Each zone with DNSSEC enabled has a zone-signing key pair (ZSK): the private key and the public key. The private ZSK is used to create digital signatures for each RRset and the digital signatures are stored in the name server as RRSIG records. When a DNSSEC resolver requests a particular record type (e.g., TXT), apart from returning the TXT record itself, the name server also returns the corresponding RRSIG. The public ZSK is published as a DNSKEY record so that the resolver can then pull the DNSKEY record containing the public ZSK from the name server to verify against the RRSIG signature. The RRset, RRSIG, and public ZSK together can validate the response.

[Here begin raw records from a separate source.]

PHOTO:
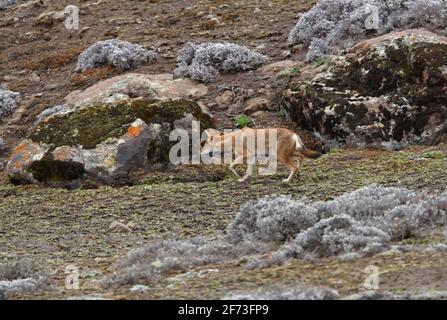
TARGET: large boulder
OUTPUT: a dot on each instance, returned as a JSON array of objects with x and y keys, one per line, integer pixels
[
  {"x": 388, "y": 91},
  {"x": 108, "y": 130}
]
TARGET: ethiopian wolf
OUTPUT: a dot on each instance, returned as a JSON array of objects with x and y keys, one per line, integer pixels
[{"x": 248, "y": 144}]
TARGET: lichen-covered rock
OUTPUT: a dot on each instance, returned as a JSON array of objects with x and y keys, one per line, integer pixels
[
  {"x": 9, "y": 101},
  {"x": 85, "y": 126},
  {"x": 2, "y": 145},
  {"x": 388, "y": 91},
  {"x": 109, "y": 129},
  {"x": 4, "y": 4},
  {"x": 131, "y": 85},
  {"x": 23, "y": 157}
]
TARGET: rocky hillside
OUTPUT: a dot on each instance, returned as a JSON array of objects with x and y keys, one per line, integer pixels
[{"x": 86, "y": 188}]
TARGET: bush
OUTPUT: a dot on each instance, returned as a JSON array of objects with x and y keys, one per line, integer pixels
[
  {"x": 8, "y": 102},
  {"x": 332, "y": 25},
  {"x": 120, "y": 54},
  {"x": 299, "y": 292},
  {"x": 205, "y": 61},
  {"x": 365, "y": 220},
  {"x": 23, "y": 276},
  {"x": 272, "y": 219}
]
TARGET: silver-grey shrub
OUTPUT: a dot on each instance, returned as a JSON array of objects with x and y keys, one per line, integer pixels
[
  {"x": 23, "y": 276},
  {"x": 272, "y": 219},
  {"x": 9, "y": 101},
  {"x": 332, "y": 25},
  {"x": 206, "y": 61},
  {"x": 122, "y": 55},
  {"x": 366, "y": 220}
]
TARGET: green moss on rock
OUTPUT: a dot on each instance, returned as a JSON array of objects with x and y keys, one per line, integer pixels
[{"x": 89, "y": 126}]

The key-signing key is used to prevent the situation where the zone-signing key is compromised. The KSK validates the ZSK DNSKEY record in exactly the same way as the ZSK secure the RRSets. It signs the public ZSK (which is stored in a DNSKEY record), creating an RRSIG for the DNSKEY record. The public KSK is published in another DNSKEY record which can be used by resolvers to verify against the RRSIG.
Validation for resolver works this way:
1. It makes a request for a particular resource record and obtains the corresponding RRSIG record.
2. It then requests the DNSKEY records containing the public ZSK and public KSK, which also returns the RRSIG for the DNSKEY RRset.
3. It verifies the RRSIG of the requested RRset with the public ZSK.
4. It verifies the RRSIG of the DNSKEY RRset with the public KSK.
Is DNSSEC backward compatible?
Yes. DNSSEC is backward compatible. DNS functions normally with non-DNSSEC resolvers and users can still reach your website and DNS zone, only without the protection of DNSSEC.
What do I need to know about DNSSEC as a domain owner?
DNSSEC and its deployment are fairly complicated, which has been the main hurdle for its adoption. As an end user, you do not need to understand all the terms such as RRSIG, DS, DNSKey, Zone-Signing Keys, Key-Signing Keys, Explicit Denial of Existence etc. However, if you are interested, you can read about it. The most important thing for a domain owner is to find a DNS service provider that supports DNSSEC and enable DNSSEC to protect your domain name.
You can first enable DNSSEC with your DNS service provider who will sign your DNS zone with the public/private keys and provide you with a DS record to set up at your domain name registrar that signs the TLD.